Hi
I’m currently writing a web application and face (as everyone else) the problem of data inconsistency because I didn’t implement locking. That’s why I decided to implement optimistic locking using a version field in every object. My problem is now that I save the version number in my request, load the object before I save it and overwrite the eventually new version number with the old one. I do this to give Hibernate the chance to detect if something changed. See below for a more complete description.
Have a look at the following sequence
First User clicks edit
- Hibernate Session is opened
- load the record from the database and store the Id, version number and other attribs in the request
- Hibernate Session is closed
- User sees the edit page
- User changes an attrib (no save so far)
A second user click edit
- Hibernate Session is opened
- load the same record from the database and store the Id, version number and other attribs in the request (note all attribs are the same as in the first load we didn’t change anything)
- Hibernate Session is closed
- User sees the edit page
-
- User changes an attrib (no save so far)
- User clicks save
- Hibernate Session is opened
- I reload the object (have to get it from somewhere and some attribs cannot be changed by the user and are therefore not stored in the request)
- The “user” attribs in the object are overwritten
- The version is overwritten with the old version number stored in the form. Note: This time the version numbers are the same as no one changed the object.
- The object is stored (upodate) in the database and the version number is automatically increased
- Hibernate Session is closed
The First user click save
- Hibernate Session is opened
- I reload the object (have to get it from somewhere and some attribs cannot be changed by the user and are therefore not stored in the request)

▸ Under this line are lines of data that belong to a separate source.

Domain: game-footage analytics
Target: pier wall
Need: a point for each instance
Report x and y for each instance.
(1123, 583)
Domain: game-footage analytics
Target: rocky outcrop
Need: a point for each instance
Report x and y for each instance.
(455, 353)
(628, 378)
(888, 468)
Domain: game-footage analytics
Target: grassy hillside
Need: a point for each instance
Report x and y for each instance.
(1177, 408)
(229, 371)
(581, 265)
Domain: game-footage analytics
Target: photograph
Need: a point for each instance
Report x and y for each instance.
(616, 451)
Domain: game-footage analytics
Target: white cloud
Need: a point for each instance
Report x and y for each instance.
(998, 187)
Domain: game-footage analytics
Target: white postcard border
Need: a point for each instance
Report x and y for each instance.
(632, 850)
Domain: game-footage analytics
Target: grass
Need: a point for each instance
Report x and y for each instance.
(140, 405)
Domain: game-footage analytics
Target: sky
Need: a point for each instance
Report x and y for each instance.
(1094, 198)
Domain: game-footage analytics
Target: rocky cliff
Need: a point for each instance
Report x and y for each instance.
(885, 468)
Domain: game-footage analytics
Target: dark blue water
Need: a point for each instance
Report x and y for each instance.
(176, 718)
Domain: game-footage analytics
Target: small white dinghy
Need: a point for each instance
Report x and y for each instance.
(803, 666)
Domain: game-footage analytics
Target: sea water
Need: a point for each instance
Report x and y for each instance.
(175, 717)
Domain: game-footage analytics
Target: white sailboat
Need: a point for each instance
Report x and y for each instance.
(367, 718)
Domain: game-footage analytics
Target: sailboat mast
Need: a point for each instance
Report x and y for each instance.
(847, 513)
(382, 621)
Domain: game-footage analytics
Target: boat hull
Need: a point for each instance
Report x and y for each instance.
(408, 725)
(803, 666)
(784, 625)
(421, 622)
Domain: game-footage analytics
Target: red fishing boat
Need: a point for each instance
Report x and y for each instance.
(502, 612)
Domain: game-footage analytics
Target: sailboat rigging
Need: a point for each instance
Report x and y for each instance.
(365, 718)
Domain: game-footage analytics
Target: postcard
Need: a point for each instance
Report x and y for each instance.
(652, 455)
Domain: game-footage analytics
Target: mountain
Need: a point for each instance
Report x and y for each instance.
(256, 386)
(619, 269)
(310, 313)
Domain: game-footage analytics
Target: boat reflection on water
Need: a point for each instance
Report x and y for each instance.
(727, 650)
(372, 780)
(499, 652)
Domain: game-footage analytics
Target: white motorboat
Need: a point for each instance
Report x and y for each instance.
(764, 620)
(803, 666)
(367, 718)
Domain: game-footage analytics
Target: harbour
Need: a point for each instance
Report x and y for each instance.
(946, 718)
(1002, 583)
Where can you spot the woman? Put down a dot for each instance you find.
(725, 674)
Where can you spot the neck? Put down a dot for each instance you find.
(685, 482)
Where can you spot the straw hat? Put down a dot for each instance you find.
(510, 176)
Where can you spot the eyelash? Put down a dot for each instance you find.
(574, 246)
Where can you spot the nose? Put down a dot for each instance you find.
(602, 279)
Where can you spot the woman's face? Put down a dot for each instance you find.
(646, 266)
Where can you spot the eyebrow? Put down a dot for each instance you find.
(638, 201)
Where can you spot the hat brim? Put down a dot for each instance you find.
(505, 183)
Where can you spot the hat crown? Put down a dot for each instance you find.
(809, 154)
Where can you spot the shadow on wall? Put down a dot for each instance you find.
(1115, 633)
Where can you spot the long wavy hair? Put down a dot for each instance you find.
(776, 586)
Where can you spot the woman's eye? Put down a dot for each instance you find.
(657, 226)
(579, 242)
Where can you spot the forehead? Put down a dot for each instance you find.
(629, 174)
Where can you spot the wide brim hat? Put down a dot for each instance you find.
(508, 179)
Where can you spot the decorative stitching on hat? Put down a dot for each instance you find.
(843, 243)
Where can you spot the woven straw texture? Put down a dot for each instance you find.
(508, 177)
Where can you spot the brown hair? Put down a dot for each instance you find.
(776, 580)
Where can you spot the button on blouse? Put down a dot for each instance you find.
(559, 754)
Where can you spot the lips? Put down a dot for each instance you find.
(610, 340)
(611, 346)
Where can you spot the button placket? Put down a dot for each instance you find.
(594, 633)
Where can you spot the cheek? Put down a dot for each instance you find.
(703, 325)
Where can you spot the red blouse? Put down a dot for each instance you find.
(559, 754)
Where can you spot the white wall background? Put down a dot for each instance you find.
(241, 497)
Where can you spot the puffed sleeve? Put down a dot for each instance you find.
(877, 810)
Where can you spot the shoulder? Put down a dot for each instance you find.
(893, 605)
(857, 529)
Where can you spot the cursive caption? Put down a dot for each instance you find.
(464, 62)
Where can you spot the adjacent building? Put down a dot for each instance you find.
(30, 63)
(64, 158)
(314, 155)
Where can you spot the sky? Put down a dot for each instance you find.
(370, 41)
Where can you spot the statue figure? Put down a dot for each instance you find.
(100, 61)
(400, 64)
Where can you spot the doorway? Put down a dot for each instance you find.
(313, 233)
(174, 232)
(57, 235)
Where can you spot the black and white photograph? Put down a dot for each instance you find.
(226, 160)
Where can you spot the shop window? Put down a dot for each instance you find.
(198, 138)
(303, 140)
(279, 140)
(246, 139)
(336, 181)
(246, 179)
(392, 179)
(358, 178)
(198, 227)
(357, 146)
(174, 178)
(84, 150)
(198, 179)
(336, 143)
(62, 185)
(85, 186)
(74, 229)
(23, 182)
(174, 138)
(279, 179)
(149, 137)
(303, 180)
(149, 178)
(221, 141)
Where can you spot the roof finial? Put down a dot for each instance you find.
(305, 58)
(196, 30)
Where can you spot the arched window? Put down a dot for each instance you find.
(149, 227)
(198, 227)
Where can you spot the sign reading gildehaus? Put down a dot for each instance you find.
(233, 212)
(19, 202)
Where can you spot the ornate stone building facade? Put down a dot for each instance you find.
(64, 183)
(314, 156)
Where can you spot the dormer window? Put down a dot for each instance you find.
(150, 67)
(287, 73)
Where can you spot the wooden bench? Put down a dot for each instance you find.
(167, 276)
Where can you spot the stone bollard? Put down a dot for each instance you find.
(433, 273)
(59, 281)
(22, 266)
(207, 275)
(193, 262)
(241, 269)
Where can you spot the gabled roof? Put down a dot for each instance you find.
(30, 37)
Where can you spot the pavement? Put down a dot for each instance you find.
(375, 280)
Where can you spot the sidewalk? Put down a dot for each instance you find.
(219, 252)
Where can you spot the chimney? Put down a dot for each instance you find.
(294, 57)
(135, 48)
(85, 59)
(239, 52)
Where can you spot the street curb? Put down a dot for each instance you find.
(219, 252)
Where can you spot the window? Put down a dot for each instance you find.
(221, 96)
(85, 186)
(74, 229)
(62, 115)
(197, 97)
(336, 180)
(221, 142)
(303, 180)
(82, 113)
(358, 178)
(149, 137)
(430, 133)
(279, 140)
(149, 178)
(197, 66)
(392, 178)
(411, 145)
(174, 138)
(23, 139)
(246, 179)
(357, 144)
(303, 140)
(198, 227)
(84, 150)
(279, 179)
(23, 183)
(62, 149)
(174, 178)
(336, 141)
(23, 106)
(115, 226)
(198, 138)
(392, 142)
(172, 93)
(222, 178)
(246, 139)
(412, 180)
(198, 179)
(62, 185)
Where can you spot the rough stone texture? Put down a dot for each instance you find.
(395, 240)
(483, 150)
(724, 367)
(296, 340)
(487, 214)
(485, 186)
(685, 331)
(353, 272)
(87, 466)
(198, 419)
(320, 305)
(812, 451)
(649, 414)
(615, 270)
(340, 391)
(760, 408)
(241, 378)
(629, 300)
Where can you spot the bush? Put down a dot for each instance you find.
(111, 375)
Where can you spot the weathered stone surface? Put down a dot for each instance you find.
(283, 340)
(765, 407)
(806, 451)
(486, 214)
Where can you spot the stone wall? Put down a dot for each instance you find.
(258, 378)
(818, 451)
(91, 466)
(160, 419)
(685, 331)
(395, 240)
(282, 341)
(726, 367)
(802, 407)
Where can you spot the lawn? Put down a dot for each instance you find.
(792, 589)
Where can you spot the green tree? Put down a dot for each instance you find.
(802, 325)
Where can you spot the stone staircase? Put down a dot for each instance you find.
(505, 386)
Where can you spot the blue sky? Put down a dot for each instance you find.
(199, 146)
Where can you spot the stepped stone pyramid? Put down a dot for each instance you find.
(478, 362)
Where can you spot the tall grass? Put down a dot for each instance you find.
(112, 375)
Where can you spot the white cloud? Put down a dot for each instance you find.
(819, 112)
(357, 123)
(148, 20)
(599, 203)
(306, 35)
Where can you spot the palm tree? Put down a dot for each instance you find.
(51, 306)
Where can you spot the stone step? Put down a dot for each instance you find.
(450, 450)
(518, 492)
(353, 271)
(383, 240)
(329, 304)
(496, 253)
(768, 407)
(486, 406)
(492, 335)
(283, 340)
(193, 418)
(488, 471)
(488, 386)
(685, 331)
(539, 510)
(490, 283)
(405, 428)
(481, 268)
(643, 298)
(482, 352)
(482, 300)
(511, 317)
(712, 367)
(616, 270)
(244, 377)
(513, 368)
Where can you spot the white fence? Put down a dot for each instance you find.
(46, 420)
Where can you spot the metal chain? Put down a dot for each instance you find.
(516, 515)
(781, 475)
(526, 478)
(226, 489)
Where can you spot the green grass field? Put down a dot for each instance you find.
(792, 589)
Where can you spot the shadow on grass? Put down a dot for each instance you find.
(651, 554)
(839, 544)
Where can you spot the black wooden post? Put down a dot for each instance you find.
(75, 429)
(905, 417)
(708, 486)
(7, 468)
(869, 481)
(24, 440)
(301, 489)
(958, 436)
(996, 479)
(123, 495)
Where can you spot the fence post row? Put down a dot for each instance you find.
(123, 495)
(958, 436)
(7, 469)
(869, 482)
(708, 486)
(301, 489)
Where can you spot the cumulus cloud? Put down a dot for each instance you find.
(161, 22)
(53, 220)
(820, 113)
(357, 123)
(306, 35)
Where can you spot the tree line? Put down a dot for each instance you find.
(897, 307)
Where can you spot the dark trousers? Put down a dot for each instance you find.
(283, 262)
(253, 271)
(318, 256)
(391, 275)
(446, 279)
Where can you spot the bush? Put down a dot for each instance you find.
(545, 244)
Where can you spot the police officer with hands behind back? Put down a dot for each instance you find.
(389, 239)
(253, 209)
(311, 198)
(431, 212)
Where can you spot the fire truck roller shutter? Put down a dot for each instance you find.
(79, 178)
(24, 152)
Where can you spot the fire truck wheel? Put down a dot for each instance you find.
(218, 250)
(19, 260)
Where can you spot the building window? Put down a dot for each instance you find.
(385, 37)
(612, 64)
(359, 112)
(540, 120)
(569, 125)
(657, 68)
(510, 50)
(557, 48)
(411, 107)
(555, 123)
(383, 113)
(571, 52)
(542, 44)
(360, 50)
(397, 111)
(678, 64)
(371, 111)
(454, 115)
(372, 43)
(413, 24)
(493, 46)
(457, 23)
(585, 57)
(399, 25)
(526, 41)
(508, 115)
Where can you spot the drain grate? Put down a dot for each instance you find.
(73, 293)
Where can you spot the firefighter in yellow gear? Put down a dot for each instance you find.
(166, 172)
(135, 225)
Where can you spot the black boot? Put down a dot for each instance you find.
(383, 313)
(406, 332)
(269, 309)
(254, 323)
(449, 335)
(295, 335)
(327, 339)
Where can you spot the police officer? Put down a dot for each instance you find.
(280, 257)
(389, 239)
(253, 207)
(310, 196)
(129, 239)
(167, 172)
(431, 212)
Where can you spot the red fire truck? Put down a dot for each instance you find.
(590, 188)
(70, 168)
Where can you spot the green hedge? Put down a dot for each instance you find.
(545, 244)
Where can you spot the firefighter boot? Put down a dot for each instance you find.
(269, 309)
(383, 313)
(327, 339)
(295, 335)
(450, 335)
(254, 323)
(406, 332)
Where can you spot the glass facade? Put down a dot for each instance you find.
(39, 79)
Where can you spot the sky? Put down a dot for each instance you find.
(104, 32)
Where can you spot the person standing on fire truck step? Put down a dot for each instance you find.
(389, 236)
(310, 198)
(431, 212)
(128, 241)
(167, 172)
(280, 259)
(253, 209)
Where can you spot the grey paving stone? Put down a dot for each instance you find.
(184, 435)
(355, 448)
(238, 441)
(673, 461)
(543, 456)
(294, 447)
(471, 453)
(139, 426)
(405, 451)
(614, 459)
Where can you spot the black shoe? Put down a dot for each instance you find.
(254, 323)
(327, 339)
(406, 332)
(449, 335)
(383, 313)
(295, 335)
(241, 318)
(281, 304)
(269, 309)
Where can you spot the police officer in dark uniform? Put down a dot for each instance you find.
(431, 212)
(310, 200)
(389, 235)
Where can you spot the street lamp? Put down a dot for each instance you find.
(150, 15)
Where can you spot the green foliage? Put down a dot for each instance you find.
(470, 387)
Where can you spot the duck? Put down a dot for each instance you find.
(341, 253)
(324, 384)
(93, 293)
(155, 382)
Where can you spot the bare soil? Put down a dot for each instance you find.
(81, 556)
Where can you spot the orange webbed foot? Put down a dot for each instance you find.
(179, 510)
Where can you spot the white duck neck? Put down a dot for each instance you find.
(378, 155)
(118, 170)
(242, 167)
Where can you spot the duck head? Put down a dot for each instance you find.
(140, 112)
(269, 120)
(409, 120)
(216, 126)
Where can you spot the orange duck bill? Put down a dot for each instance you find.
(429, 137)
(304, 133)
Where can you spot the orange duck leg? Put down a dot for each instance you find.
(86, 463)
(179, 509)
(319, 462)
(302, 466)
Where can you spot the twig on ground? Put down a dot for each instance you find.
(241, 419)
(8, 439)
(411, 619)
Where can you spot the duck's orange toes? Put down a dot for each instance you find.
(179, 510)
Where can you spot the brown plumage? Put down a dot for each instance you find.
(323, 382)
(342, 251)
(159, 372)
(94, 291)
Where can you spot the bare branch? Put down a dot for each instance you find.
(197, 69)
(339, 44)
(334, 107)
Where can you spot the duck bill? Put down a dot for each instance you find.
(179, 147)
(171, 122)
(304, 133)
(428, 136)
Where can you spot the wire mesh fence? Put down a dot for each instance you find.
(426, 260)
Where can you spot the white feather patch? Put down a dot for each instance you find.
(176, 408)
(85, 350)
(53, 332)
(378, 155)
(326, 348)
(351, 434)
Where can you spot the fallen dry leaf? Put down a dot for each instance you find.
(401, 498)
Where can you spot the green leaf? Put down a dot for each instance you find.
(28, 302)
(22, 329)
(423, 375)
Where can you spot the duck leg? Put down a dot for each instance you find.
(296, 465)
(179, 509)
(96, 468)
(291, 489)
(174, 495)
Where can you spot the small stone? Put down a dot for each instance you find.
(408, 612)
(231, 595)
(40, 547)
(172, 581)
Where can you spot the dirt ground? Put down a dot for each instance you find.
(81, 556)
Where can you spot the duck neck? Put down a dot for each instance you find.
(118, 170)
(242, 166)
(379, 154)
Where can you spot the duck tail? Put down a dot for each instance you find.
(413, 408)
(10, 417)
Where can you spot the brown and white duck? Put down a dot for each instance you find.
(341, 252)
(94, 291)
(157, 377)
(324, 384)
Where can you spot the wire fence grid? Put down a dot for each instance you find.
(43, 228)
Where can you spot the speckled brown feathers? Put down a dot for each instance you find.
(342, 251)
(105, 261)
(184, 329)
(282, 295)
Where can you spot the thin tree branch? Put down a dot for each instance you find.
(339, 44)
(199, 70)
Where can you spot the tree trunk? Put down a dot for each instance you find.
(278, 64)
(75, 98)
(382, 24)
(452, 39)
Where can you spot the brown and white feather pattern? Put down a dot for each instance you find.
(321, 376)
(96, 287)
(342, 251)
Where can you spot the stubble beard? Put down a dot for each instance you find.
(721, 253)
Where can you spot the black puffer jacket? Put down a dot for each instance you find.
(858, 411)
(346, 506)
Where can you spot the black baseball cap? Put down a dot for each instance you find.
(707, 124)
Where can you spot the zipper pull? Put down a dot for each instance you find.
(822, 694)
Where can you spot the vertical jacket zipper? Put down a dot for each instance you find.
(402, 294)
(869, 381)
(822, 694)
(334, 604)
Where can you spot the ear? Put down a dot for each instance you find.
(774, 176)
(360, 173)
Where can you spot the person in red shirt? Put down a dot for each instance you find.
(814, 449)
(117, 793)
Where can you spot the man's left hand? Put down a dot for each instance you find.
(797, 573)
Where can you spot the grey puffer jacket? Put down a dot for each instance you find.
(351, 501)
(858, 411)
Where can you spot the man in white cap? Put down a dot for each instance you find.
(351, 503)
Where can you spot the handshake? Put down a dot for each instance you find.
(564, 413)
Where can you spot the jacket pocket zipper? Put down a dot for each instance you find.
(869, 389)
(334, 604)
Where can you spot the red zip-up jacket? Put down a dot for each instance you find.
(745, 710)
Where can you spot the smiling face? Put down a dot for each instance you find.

- The “user” attribs in the object are overwritten
- The version is overwritten with the old version number stored in the form. Note: This time the version numbers differ the “new” version number from the updated object is overwritten with the “old” version number from the form/original object
- The object is stored (update) in the database and the version number is automatically increased.
This is where the unexpected behavior starts. The object is updated! And the version number is increased (“new new version” = “new version” + 1).
- Hibernate Session is closed
I guess the problem is that Hibernate ignores the version number set in the object and uses a version number that is somehow internally connected to the object. How can I tell hibernate to use the version number stored in my object or how can I overwrite the internal version number?
I guess another solution would be to not load the object and recreate it completely new. The only problem is that my object also contains lots of attributes that the user cannot overwrite and I would like to avoid to copy those fields over all the time.
Please see below for the pseudo java classes, the mapping and the pseudo code.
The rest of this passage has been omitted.